IDEC, Trimaran, Jules Verne Trophy

Mit diesem Segelkleid wird die IDEC jetzt wochenlang vor der bretonischen Küste trainieren © IDEC

Zwei bis drei Wochen will er nun mit wechselnder Crew vor „La Trinité“ trainieren, um dann ab Ende Oktober auf „Stand-by“-Modus für die „Jules Verne-Trophy“ zu gehen.
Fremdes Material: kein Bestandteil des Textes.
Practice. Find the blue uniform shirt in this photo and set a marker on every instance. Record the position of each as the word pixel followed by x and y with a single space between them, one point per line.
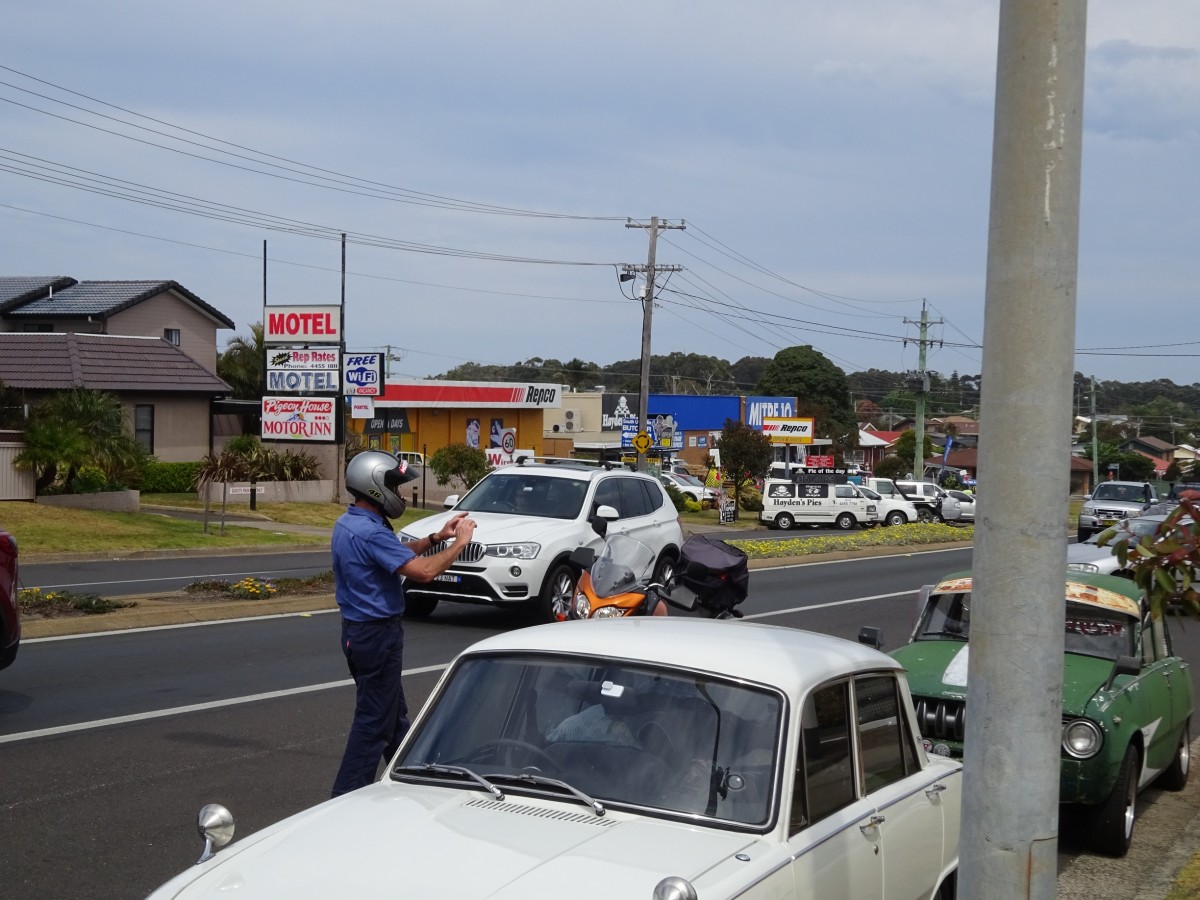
pixel 366 556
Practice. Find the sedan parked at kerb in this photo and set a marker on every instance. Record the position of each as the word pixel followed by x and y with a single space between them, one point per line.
pixel 641 757
pixel 1126 696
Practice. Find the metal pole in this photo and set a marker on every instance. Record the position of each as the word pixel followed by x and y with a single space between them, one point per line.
pixel 1014 707
pixel 647 313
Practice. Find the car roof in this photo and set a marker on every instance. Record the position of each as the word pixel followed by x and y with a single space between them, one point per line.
pixel 567 468
pixel 789 658
pixel 1108 592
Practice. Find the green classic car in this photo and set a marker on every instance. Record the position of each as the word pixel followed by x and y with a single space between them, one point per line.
pixel 1126 696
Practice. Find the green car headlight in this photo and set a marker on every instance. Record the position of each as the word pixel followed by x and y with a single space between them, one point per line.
pixel 1081 738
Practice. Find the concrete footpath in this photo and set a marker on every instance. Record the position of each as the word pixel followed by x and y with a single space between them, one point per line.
pixel 1168 835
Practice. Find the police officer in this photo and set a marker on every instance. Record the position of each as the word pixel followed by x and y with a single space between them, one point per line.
pixel 369 562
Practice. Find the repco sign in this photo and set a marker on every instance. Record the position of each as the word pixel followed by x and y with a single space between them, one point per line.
pixel 301 324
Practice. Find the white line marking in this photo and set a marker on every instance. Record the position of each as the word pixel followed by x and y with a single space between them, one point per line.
pixel 832 603
pixel 195 707
pixel 181 624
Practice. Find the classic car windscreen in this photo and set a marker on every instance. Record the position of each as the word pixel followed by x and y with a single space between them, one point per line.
pixel 1089 630
pixel 618 732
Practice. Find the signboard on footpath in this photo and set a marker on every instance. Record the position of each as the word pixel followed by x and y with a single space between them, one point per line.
pixel 299 419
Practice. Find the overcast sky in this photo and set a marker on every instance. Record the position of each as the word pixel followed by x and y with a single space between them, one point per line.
pixel 831 160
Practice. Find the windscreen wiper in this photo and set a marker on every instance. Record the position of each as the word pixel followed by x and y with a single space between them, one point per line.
pixel 459 771
pixel 544 781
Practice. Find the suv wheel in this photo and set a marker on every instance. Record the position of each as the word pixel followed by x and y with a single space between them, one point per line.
pixel 555 603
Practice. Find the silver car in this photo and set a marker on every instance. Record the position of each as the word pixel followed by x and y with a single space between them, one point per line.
pixel 1113 502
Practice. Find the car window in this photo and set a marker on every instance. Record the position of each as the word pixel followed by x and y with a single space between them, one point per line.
pixel 609 495
pixel 825 778
pixel 887 749
pixel 634 497
pixel 681 742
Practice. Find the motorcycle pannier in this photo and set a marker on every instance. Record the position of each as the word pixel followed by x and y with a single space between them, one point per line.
pixel 725 581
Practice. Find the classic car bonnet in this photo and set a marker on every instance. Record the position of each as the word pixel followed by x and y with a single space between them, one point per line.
pixel 409 840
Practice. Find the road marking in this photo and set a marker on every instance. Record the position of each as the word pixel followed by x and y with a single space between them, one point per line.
pixel 832 603
pixel 138 630
pixel 196 707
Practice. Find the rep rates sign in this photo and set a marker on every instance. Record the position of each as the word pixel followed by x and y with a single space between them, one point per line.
pixel 299 418
pixel 301 324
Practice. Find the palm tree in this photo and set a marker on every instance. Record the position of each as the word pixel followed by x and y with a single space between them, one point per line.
pixel 243 365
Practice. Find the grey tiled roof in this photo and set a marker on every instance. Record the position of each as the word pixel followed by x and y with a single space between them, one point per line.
pixel 16 289
pixel 102 299
pixel 54 361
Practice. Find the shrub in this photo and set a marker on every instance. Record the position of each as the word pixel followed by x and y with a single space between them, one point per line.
pixel 168 477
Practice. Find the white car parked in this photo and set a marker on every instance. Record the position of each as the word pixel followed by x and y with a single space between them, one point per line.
pixel 529 517
pixel 641 757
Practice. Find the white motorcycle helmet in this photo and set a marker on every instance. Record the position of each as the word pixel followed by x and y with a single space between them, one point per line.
pixel 375 475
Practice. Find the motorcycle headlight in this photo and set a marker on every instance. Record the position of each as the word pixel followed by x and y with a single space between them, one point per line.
pixel 513 551
pixel 1081 738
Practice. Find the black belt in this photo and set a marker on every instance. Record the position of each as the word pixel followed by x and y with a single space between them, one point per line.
pixel 389 621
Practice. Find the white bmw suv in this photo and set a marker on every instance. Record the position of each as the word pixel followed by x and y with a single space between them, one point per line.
pixel 529 516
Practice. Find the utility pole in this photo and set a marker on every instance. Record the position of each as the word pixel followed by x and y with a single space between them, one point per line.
pixel 1013 741
pixel 647 312
pixel 918 454
pixel 1096 445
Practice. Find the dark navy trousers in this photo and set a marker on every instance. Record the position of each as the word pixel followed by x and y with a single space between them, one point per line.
pixel 375 653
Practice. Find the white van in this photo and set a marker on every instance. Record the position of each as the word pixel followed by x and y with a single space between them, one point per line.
pixel 786 504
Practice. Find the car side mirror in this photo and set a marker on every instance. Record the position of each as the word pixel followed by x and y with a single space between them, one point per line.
pixel 1125 665
pixel 871 637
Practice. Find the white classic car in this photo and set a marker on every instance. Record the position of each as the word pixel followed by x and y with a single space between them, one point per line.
pixel 643 757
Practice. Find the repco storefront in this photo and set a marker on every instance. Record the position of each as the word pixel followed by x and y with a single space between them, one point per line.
pixel 424 417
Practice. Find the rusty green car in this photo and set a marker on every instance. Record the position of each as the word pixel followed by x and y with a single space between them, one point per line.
pixel 1126 700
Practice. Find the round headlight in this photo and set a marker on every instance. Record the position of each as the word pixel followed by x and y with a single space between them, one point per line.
pixel 1081 738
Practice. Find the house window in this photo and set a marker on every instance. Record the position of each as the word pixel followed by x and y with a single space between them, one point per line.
pixel 143 426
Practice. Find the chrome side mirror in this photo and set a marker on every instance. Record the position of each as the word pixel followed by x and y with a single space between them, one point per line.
pixel 215 825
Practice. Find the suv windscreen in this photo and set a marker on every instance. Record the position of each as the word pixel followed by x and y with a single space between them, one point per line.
pixel 1113 491
pixel 527 495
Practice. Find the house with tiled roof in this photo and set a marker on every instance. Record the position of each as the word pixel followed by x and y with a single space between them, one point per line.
pixel 154 343
pixel 144 309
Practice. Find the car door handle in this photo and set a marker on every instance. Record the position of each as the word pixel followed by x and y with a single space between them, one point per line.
pixel 874 822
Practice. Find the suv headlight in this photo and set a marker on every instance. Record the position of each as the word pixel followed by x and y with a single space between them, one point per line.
pixel 513 551
pixel 1081 738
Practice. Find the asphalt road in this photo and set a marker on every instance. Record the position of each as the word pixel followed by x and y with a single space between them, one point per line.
pixel 109 744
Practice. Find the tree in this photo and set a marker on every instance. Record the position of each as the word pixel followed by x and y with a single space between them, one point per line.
pixel 745 454
pixel 821 390
pixel 243 365
pixel 906 444
pixel 1164 563
pixel 459 461
pixel 72 429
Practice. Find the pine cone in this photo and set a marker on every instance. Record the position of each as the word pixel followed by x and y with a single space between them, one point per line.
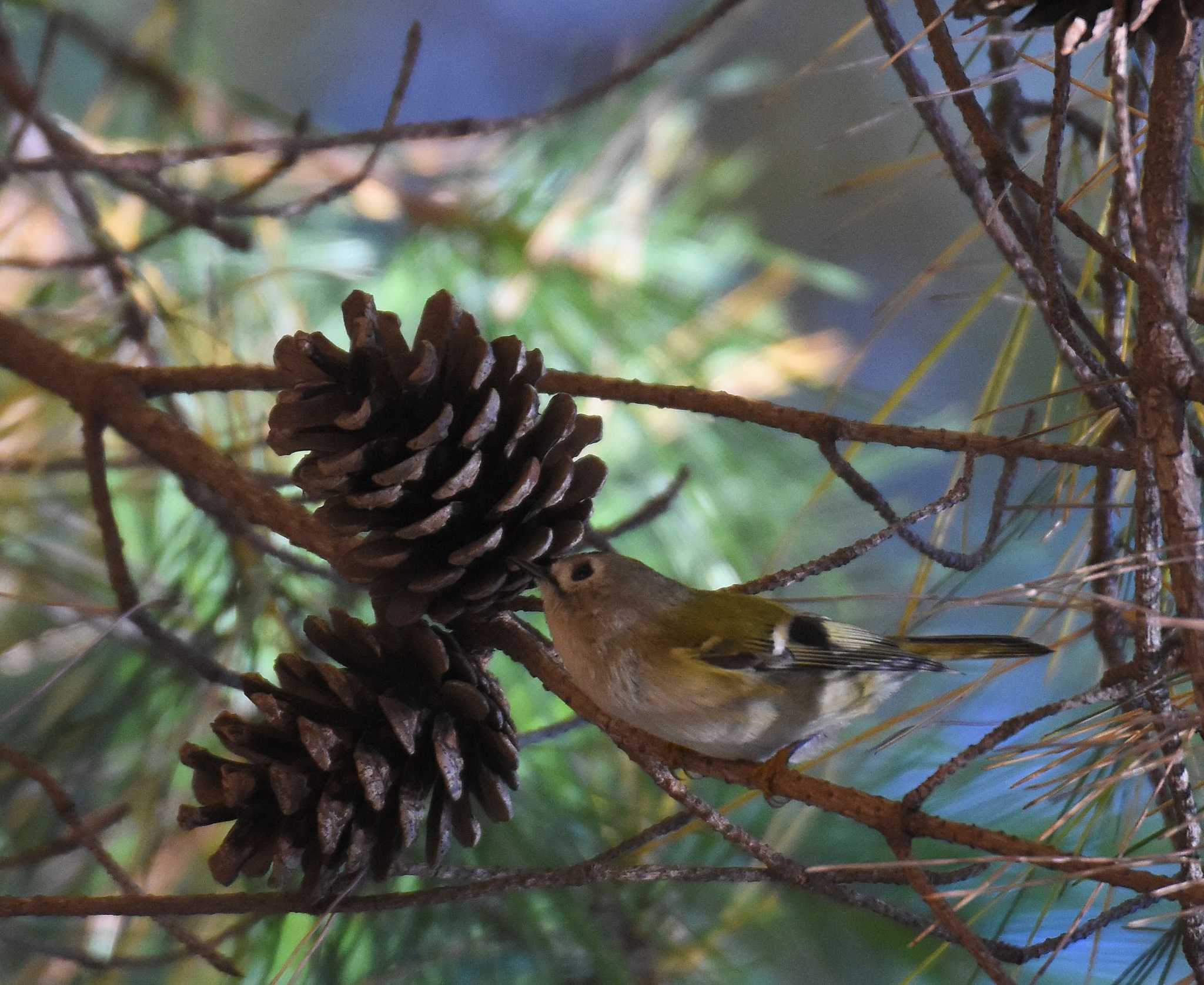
pixel 437 454
pixel 1081 22
pixel 337 773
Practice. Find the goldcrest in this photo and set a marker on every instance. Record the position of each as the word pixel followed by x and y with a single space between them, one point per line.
pixel 726 675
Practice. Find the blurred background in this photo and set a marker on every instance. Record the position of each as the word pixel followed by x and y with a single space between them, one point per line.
pixel 762 215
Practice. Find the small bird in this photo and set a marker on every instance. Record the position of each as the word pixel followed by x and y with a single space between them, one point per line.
pixel 726 675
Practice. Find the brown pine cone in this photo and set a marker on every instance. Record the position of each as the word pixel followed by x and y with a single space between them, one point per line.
pixel 337 775
pixel 436 457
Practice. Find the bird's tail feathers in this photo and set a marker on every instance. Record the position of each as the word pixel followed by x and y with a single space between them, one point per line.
pixel 971 647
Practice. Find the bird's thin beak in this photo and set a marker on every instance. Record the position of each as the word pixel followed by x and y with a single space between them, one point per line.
pixel 540 572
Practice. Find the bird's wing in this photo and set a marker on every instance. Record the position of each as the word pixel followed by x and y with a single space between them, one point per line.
pixel 812 644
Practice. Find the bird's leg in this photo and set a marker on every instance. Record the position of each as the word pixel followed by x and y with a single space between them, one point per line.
pixel 772 766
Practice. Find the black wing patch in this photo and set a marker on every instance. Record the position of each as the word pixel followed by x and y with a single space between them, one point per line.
pixel 808 631
pixel 813 644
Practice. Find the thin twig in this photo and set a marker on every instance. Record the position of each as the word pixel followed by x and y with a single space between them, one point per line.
pixel 66 810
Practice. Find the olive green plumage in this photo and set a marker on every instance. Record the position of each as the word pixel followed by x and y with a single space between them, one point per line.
pixel 728 675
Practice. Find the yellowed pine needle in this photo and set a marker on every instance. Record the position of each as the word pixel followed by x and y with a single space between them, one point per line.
pixel 1065 391
pixel 874 176
pixel 922 367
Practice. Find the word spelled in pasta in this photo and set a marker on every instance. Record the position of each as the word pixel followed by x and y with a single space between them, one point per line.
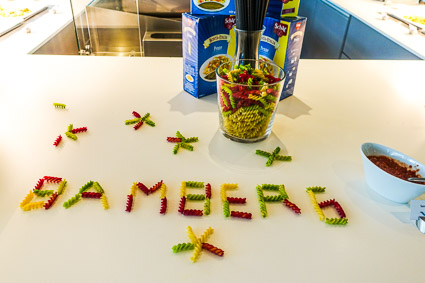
pixel 198 244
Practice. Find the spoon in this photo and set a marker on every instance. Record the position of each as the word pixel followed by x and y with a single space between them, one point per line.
pixel 421 180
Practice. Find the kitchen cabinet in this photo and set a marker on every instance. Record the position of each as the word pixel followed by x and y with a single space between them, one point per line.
pixel 326 28
pixel 334 32
pixel 364 42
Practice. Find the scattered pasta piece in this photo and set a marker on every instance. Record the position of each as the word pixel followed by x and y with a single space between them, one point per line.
pixel 91 195
pixel 197 244
pixel 129 204
pixel 58 140
pixel 183 247
pixel 79 130
pixel 85 187
pixel 104 201
pixel 43 193
pixel 236 200
pixel 193 212
pixel 156 187
pixel 315 205
pixel 71 135
pixel 163 208
pixel 195 197
pixel 140 120
pixel 143 188
pixel 273 156
pixel 182 204
pixel 212 249
pixel 336 221
pixel 72 201
pixel 33 205
pixel 27 199
pixel 59 105
pixel 240 214
pixel 51 179
pixel 51 200
pixel 292 206
pixel 182 142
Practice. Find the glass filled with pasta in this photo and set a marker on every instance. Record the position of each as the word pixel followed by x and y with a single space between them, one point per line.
pixel 248 98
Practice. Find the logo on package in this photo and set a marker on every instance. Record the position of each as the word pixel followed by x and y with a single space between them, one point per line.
pixel 280 29
pixel 229 22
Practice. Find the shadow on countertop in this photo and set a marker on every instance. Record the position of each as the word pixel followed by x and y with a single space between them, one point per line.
pixel 292 107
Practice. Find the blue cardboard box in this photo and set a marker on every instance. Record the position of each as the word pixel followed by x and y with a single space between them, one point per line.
pixel 211 40
pixel 276 8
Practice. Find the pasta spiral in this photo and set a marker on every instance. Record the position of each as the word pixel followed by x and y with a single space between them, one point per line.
pixel 195 197
pixel 183 247
pixel 72 201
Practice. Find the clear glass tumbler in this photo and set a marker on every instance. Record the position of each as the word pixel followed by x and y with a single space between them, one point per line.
pixel 247 98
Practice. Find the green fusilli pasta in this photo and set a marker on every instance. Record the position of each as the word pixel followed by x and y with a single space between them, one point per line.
pixel 193 184
pixel 195 197
pixel 316 189
pixel 43 193
pixel 226 209
pixel 186 146
pixel 98 188
pixel 283 192
pixel 336 221
pixel 183 247
pixel 71 135
pixel 270 187
pixel 61 187
pixel 85 187
pixel 176 148
pixel 273 198
pixel 207 206
pixel 133 121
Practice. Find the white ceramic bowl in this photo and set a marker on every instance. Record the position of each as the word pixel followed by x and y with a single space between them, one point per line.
pixel 385 184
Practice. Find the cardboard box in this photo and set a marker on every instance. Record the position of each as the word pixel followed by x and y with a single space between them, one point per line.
pixel 276 8
pixel 281 43
pixel 207 42
pixel 210 40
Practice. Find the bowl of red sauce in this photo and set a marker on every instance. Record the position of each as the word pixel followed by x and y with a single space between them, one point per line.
pixel 387 170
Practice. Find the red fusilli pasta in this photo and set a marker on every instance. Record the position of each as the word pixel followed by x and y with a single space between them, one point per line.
pixel 292 206
pixel 57 141
pixel 39 184
pixel 129 204
pixel 156 187
pixel 172 139
pixel 91 195
pixel 208 190
pixel 236 200
pixel 79 130
pixel 138 125
pixel 51 179
pixel 240 214
pixel 144 189
pixel 163 208
pixel 182 204
pixel 193 212
pixel 50 201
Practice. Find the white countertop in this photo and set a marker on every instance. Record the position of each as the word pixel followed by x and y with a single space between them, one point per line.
pixel 338 105
pixel 369 12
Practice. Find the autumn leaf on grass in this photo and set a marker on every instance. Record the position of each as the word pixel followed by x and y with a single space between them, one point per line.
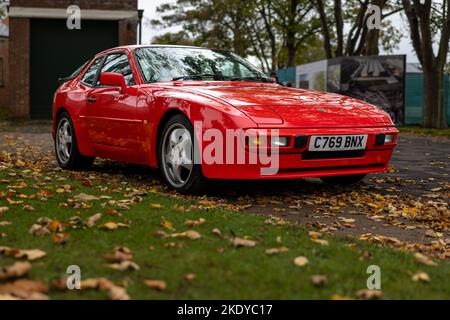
pixel 17 270
pixel 368 294
pixel 124 265
pixel 30 255
pixel 56 226
pixel 24 289
pixel 92 220
pixel 319 280
pixel 274 251
pixel 421 276
pixel 83 197
pixel 195 223
pixel 38 230
pixel 301 261
pixel 119 254
pixel 28 208
pixel 113 225
pixel 60 238
pixel 420 258
pixel 340 297
pixel 102 284
pixel 320 241
pixel 239 242
pixel 189 277
pixel 190 234
pixel 156 284
pixel 166 224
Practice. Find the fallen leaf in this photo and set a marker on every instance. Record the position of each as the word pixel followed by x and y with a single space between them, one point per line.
pixel 368 294
pixel 113 225
pixel 156 284
pixel 190 277
pixel 24 289
pixel 301 261
pixel 319 280
pixel 92 220
pixel 191 234
pixel 60 238
pixel 38 230
pixel 17 270
pixel 421 276
pixel 28 208
pixel 273 251
pixel 30 255
pixel 340 297
pixel 195 223
pixel 420 258
pixel 119 254
pixel 123 265
pixel 320 241
pixel 83 197
pixel 239 242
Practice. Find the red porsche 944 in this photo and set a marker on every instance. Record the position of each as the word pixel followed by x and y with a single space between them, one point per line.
pixel 201 114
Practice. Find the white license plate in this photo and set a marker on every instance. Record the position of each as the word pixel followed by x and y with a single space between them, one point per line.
pixel 338 143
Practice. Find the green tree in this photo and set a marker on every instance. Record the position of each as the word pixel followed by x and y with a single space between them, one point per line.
pixel 359 40
pixel 429 24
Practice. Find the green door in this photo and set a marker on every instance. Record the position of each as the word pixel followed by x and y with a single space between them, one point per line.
pixel 56 52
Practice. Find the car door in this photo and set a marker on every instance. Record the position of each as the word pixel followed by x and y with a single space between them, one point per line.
pixel 111 115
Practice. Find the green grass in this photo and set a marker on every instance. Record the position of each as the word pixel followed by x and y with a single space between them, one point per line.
pixel 235 273
pixel 425 131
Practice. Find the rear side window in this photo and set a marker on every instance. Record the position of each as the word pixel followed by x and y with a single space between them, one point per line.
pixel 118 63
pixel 91 73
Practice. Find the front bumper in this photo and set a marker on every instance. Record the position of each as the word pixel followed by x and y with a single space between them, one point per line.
pixel 295 163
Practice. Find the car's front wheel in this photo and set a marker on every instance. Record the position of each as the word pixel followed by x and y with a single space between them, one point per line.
pixel 176 157
pixel 343 180
pixel 66 145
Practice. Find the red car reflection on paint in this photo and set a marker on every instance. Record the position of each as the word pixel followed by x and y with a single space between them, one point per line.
pixel 140 104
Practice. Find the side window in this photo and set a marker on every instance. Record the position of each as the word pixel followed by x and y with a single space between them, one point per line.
pixel 91 73
pixel 118 63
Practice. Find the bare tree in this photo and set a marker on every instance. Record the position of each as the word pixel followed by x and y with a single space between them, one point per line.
pixel 425 21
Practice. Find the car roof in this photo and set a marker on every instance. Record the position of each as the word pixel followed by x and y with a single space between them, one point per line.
pixel 134 47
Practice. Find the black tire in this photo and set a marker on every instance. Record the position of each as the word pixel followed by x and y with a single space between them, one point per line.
pixel 75 160
pixel 343 180
pixel 195 182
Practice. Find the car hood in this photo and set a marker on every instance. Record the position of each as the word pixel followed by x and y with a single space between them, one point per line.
pixel 268 104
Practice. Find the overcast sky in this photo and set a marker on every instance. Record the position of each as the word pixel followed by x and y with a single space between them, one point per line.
pixel 150 12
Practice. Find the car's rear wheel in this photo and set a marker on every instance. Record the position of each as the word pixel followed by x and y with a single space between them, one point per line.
pixel 176 157
pixel 66 145
pixel 343 180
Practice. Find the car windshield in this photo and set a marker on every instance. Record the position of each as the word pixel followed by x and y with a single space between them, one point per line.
pixel 159 64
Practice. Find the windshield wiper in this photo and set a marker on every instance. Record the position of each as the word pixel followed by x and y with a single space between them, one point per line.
pixel 197 76
pixel 256 78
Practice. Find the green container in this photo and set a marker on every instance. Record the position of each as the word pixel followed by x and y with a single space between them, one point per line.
pixel 415 98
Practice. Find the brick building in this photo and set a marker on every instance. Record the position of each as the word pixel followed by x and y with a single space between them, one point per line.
pixel 43 49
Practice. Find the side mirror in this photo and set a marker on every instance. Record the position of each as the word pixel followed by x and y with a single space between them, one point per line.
pixel 113 80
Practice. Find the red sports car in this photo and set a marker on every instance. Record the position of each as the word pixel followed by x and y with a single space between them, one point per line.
pixel 201 114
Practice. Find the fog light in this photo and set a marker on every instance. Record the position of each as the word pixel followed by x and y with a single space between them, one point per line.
pixel 280 141
pixel 389 138
pixel 257 141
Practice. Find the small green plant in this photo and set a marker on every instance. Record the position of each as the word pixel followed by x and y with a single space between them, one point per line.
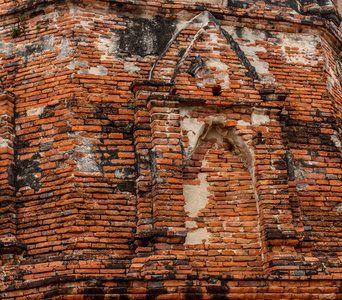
pixel 15 31
pixel 131 105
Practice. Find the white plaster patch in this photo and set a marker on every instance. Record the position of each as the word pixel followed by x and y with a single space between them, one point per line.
pixel 220 67
pixel 213 134
pixel 332 79
pixel 99 71
pixel 243 123
pixel 249 38
pixel 36 111
pixel 306 52
pixel 195 130
pixel 258 117
pixel 190 224
pixel 119 173
pixel 199 236
pixel 77 63
pixel 65 50
pixel 131 68
pixel 4 143
pixel 196 196
pixel 86 164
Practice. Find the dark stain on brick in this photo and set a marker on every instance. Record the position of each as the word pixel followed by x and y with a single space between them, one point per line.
pixel 11 175
pixel 26 170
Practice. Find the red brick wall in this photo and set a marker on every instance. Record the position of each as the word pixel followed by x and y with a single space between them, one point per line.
pixel 169 150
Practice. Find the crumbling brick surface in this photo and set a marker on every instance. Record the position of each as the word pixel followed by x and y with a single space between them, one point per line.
pixel 170 150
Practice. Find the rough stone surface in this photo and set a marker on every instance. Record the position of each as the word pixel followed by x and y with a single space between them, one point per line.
pixel 170 149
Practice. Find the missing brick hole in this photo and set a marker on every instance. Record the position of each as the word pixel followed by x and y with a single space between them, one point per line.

Auch aus Gewichtsgründen hat sich Joyon dazu entschlossen, nur mit einer fünf Mann starken Crew an den Start zur legendären Weltumseglung zu gehen. Wer genau mit ihm segeln darf , wird wohl erst bei der Taufe des Trimarans auf den Namen IDEC bekannt gegeben. Angeblich sollen mehr als zwanzig renommierte Hochseesegler „heiß“ auf einen der fünf Plätze sein.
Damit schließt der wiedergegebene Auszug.